Merge "Add a shard key"

2022-12-14 16:22:33 +00:00 · 2022-12-14 16:22:33 +00:00 · 86277449b6
parent 08a53c95b9 7051899ef0
commit 86277449b6
1 changed files with 516 additions and 0 deletions
--- a/specs/approved/shard-key.rst
+++ b/specs/approved/shard-key.rst
@ -0,0 +1,516 @@
+..
+ This work is licensed under a Creative Commons Attribution 3.0 Unported
+ License.
+
+ http://creativecommons.org/licenses/by/3.0/legalcode
+
+======================
+Shard Key Introduction
+======================
+
+https://storyboard.openstack.org/#!/story/2010378
+
+After much discussion and attempts to remedy the scalability issues with
+``nova-compute`` and its connection to Ironic in large scale deployments,
+and upon newly discovered indicators of ``networking-baremetal`` having a
+similar scaling issue, the community has started to reach an agreement on
+a path forward. Specifically, to introduce a sharding model which would
+allow API consumers to map and lock on to specific sets of baremetal nodes,
+regardless of if the relationship is semi-permanant or entirely situational.

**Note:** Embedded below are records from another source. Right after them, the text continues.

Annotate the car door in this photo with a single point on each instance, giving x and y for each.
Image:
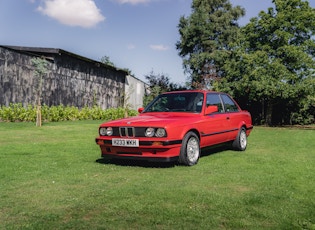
(232, 112)
(214, 130)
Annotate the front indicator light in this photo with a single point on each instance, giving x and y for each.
(103, 131)
(160, 132)
(109, 131)
(149, 132)
(156, 143)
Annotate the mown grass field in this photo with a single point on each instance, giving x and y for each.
(50, 179)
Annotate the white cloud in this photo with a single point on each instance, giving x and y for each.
(159, 47)
(133, 2)
(83, 13)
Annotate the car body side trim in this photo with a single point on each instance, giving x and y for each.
(216, 133)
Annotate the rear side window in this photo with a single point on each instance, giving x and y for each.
(214, 99)
(229, 104)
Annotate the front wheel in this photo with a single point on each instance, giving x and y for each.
(240, 143)
(190, 150)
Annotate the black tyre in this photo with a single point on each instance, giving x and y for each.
(240, 143)
(190, 150)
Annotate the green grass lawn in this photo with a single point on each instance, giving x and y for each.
(50, 179)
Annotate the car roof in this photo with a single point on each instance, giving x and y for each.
(191, 91)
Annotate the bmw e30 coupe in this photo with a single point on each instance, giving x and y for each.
(175, 126)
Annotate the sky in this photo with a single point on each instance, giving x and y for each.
(139, 35)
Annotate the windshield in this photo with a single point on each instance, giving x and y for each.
(177, 102)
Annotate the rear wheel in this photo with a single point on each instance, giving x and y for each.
(240, 143)
(190, 150)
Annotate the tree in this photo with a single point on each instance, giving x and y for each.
(273, 62)
(159, 83)
(41, 69)
(205, 38)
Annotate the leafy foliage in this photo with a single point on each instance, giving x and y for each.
(17, 112)
(159, 83)
(205, 39)
(273, 63)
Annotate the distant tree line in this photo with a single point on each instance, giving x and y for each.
(268, 65)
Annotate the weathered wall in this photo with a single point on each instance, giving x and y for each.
(71, 81)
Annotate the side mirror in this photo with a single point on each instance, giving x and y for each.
(140, 110)
(211, 109)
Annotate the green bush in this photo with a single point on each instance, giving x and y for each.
(19, 113)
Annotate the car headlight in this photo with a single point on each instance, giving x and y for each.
(109, 131)
(160, 132)
(106, 131)
(149, 132)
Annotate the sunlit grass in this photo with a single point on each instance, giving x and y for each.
(50, 180)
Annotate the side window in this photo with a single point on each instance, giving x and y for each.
(214, 99)
(229, 104)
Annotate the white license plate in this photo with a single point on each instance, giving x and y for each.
(125, 142)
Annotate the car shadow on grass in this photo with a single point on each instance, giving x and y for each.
(137, 163)
(215, 149)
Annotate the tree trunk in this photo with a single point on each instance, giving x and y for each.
(39, 114)
(269, 110)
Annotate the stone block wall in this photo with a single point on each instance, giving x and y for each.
(72, 80)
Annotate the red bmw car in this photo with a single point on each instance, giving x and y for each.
(175, 126)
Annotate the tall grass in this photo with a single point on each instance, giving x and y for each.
(51, 179)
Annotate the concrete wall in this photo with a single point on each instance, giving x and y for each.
(71, 81)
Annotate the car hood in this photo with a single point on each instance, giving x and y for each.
(157, 120)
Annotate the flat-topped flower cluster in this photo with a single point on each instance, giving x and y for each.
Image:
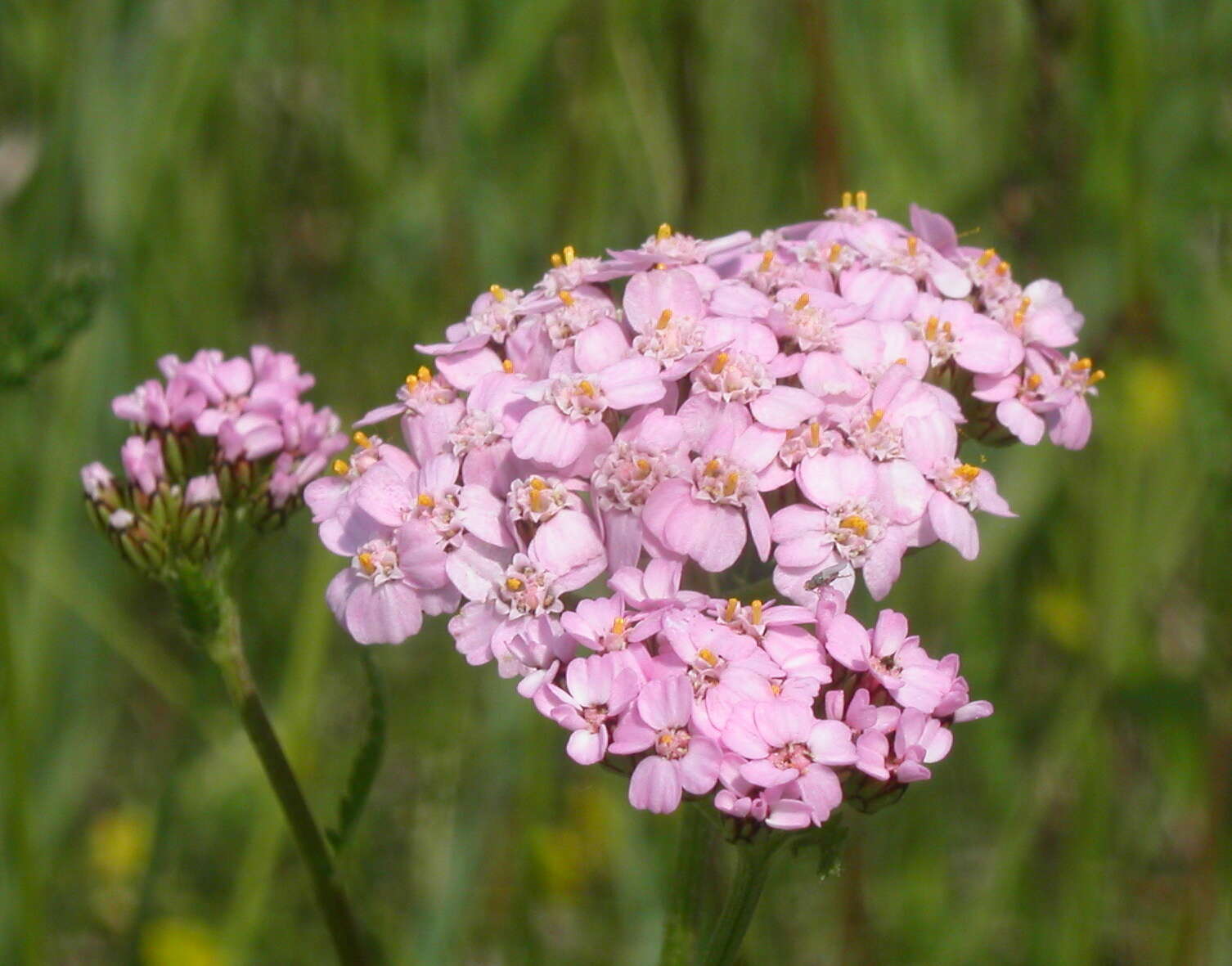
(599, 464)
(217, 434)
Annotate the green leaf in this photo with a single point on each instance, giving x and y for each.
(36, 329)
(367, 762)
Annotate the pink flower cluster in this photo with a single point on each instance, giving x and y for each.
(216, 433)
(710, 414)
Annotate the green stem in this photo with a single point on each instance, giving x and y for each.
(742, 901)
(688, 886)
(226, 649)
(21, 859)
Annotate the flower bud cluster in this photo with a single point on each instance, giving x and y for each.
(598, 465)
(216, 438)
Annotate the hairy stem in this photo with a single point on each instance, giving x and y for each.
(742, 900)
(226, 649)
(688, 890)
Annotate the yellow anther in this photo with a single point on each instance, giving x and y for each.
(855, 523)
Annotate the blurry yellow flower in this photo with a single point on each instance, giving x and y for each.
(119, 843)
(173, 941)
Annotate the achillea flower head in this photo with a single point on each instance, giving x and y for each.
(596, 456)
(218, 438)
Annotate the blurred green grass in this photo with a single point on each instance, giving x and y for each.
(340, 179)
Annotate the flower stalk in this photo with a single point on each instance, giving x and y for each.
(209, 613)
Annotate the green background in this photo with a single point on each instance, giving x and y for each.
(339, 180)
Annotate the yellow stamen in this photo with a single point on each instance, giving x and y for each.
(857, 523)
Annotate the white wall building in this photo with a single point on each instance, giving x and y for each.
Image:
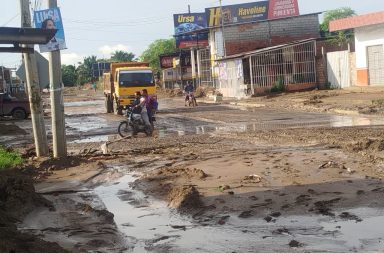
(369, 45)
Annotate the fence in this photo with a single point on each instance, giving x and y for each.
(291, 64)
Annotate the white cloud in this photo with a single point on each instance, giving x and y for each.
(108, 50)
(71, 59)
(68, 59)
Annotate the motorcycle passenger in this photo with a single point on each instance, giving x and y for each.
(188, 90)
(143, 106)
(151, 105)
(136, 110)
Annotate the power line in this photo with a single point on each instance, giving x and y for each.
(114, 41)
(10, 20)
(117, 24)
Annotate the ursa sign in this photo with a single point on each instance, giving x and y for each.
(51, 19)
(188, 22)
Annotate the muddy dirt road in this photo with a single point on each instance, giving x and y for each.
(215, 178)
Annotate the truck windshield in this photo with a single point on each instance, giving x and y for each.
(135, 78)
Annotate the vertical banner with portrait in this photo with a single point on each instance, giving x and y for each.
(51, 19)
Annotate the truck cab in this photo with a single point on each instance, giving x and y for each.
(11, 106)
(123, 80)
(130, 80)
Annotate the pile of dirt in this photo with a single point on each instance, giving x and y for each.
(11, 130)
(17, 199)
(163, 184)
(184, 199)
(181, 172)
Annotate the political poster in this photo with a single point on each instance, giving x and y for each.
(185, 24)
(51, 19)
(283, 8)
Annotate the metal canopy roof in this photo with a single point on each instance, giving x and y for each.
(16, 36)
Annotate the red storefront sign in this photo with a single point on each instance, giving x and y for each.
(283, 8)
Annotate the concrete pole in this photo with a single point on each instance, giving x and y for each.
(33, 87)
(57, 103)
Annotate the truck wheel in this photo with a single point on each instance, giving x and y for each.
(19, 113)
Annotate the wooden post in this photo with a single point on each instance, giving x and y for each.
(33, 87)
(57, 103)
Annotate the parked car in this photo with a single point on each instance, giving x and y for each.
(10, 106)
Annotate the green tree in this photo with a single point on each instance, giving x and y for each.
(121, 56)
(84, 70)
(335, 14)
(155, 49)
(69, 75)
(340, 38)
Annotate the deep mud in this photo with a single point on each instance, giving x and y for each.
(17, 199)
(264, 179)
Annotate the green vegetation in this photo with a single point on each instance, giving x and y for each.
(340, 38)
(121, 56)
(82, 74)
(72, 75)
(9, 159)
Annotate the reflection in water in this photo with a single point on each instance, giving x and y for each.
(148, 219)
(204, 127)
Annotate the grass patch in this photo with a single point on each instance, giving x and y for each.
(9, 159)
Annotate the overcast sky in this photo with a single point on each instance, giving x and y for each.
(95, 27)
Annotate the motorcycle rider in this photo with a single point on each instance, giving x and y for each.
(143, 106)
(135, 108)
(188, 90)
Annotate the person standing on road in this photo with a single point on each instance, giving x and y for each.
(136, 102)
(94, 86)
(189, 89)
(143, 106)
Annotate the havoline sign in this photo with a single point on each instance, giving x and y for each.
(188, 22)
(250, 12)
(239, 13)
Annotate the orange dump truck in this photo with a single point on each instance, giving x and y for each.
(123, 80)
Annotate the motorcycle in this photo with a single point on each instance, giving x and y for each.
(134, 124)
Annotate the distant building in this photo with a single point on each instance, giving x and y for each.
(369, 46)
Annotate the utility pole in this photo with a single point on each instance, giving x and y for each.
(222, 28)
(57, 104)
(33, 87)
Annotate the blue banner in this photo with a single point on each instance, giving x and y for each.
(51, 19)
(188, 22)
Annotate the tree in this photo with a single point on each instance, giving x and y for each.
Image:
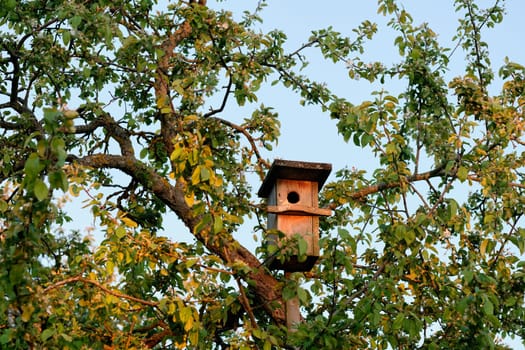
(425, 252)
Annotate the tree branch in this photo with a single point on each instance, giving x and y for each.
(266, 287)
(101, 287)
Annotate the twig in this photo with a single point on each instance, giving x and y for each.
(100, 286)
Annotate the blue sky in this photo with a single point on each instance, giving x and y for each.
(307, 133)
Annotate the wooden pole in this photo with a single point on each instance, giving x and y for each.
(293, 316)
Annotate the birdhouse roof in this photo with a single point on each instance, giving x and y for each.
(294, 170)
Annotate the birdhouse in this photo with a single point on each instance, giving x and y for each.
(291, 189)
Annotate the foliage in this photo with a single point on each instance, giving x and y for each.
(406, 261)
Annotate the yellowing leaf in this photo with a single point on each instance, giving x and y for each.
(40, 190)
(27, 311)
(128, 222)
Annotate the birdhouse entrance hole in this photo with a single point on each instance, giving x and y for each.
(293, 197)
(291, 189)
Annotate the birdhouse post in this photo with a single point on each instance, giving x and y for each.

+Only the consumer of the information performing processing can make that
+determination, and it is up to Ironic to try and provide the substrate
+capabilities to efficiently operate against its API.
+
+Problem description
+===================
+
+The reality is Ironic can be used at some absurd scales in the hundreds of
+of thousands of baremetal nodes, and while *most* operators of Ironic either
+run multiple smaller distinct Ironic deployments with less than 500 physical
+machines, some need a single deployment with thousands or tens of thousands
+of physical nodes. At increased scales, external operations polling ironic,
+generally struggle to scale at these levels. It is also easy for
+misconfigurations to be made where performance can become degraded,
+which is because the scaling model and limits are difficult to understand.
+
+This is observable with the operation of Nova's Compute process when running
+the ``nova.virt.ironic`` driver. It is operationally easy to get into
+situations where one is attempting to support thousands of baremetal nodes,
+with too few ``nova-compute`` processes. This specific situation leads to
+the process attempting to take on more work than it was designed to handle.
+
+Recently we discovered a case, while rooted in misconfiguration, where the
+same basic scaling issue exists with ``networking-baremetal`` where it is
+responsible for polling and updating physical network mappings in Neutron.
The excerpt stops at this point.